Les chiffres mettent fin aux faux-semblants. L’étude de l’Ifop pour la Licra, publiée en avril 2026, ne se contente pas de documenter le racisme en France. Elle en révèle l’ampleur, la banalité et, plus profondément, les effets corrosifs sur le pacte social. Près d’un Français sur deux déclare avoir déjà subi une agression ou une discrimination à caractère raciste.
Depuis longtemps, la République se propose comme un espace d’indifférence aux origines, aux croyances, aux apparences. Une promesse d’égalité abstraite, censée neutraliser les assignations identitaires. Mais cette promesse se heurte désormais à une réalité persistante : le racisme ne disparaît pas, il se transforme. Moins spectaculaire parfois, plus diffus souvent, il s’inscrit dans les interactions ordinaires, les parcours scolaires, les trajectoires professionnelles.
L’étude en montre toute la complexité.
Elle rappelle que certaines catégories demeurent plus exposées que d’autres. Les personnes perçues comme « noires » ou « arabes », les musulmans, et de manière particulièrement marquée, les Français de confession juive, concentrent des niveaux d’exposition préoccupants. Chez ces derniers, l’antisémitisme atteint une intensité qui ne peut être relativisée : il imprègne les pratiques quotidiennes, nourrit l’évitement, installe une défiance durable envers les institutions.
Le plus inquiétant est qu’il réside dans les effets silencieux de ces discriminations.
Car le racisme ne produit pas seulement des blessures individuelles. Il modifie les comportements collectifs. Il contraint, il dissuade, il détourne. Il pousse à éviter certains lieux, à renoncer à certaines opportunités, à intérioriser des limites qui n’ont rien de naturel.
C’est ainsi que se fissure la cohésion nationale.
Non pas dans le fracas des conflits ouverts, mais dans le retrait progressif de ceux qui ne se sentent plus pleinement protégés. L’étude évoque une « sécession silencieuse ». L’expression est forte, mais elle décrit avec justesse un phénomène déjà à l’œuvre : une érosion du sentiment d’appartenance, une distance croissante vis-à-vis des institutions, une tentation du départ.
Que plus d’un Français sur cinq envisage de quitter le pays devrait suffire à alerter.
Que cette proportion dépasse la moitié chez certains groupes directement exposés au racisme constitue un signal politique majeur. Il ne s’agit plus seulement de lutter contre des discriminations. Il s’agit de préserver les conditions mêmes du vivre-ensemble.

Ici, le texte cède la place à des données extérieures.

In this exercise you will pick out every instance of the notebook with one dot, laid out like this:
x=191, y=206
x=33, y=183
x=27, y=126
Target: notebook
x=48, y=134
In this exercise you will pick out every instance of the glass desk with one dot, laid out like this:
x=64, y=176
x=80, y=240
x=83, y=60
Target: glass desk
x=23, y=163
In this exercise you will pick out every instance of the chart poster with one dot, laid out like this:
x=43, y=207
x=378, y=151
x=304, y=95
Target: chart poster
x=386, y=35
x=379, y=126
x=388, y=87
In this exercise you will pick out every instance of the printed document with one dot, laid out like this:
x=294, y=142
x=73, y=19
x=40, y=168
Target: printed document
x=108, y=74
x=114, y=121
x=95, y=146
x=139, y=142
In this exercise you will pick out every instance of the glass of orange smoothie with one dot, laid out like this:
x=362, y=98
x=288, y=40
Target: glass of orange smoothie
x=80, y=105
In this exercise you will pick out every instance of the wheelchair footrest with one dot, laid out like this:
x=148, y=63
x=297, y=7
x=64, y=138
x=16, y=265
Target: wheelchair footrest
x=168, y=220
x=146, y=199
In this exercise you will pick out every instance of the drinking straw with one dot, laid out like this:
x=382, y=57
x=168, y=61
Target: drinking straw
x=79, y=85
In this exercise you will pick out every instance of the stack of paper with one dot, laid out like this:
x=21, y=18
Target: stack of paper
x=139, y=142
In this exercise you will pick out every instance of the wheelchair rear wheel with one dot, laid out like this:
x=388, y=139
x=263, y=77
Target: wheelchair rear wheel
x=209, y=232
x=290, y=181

La France ne manque ni de lois, ni de principes. Elle manque désormais d’efficacité.
Les dispositifs existent, les discours sont nombreux, les condamnations morales régulières. Mais l’écart entre la norme proclamée et l’expérience vécue ne cesse de se creuser. Et c’est dans cet écart que prospère la défiance.
Il serait tentant de réduire ce phénomène à une accumulation de faits divers ou à une radicalisation des discours publics. Ce serait une erreur. Le racisme contemporain ne se résume pas à ses manifestations les plus visibles. Il s’inscrit dans des pratiques diffuses, silencieuses, parfois inconscientes, qui finissent par structurer des inégalités durables.
Face à cela, l’indignation ne suffit plus.
Elle ne protège pas, elle ne répare pas, elle ne transforme pas. Ce qui est en jeu dépasse la seule question morale. C’est la crédibilité même du dit projet républicain qui est interrogée.
Une société qui tolère que ses membres adaptent leur vie pour éviter l’humiliation ou la violence est une société qui abdique une part de ses principes. Une République qui ne garantit pas concrètement l’égalité fragilise sa propre légitimité.
La question n’est donc pas de savoir si le racisme existe encore. Elle est de savoir combien de temps une démocratie peut supporter qu’il structure silencieusement le quotidien de millions de ses citoyens.
À mesure que s’installe cette « sécession silencieuse », le risque n’est pas seulement celui de la division. Il est celui d’un affaiblissement durable du lien national, où l’égalité cesse d’être une réalité pour devenir une fiction.
Et une République fondée sur une fiction ne tient jamais très longtemps.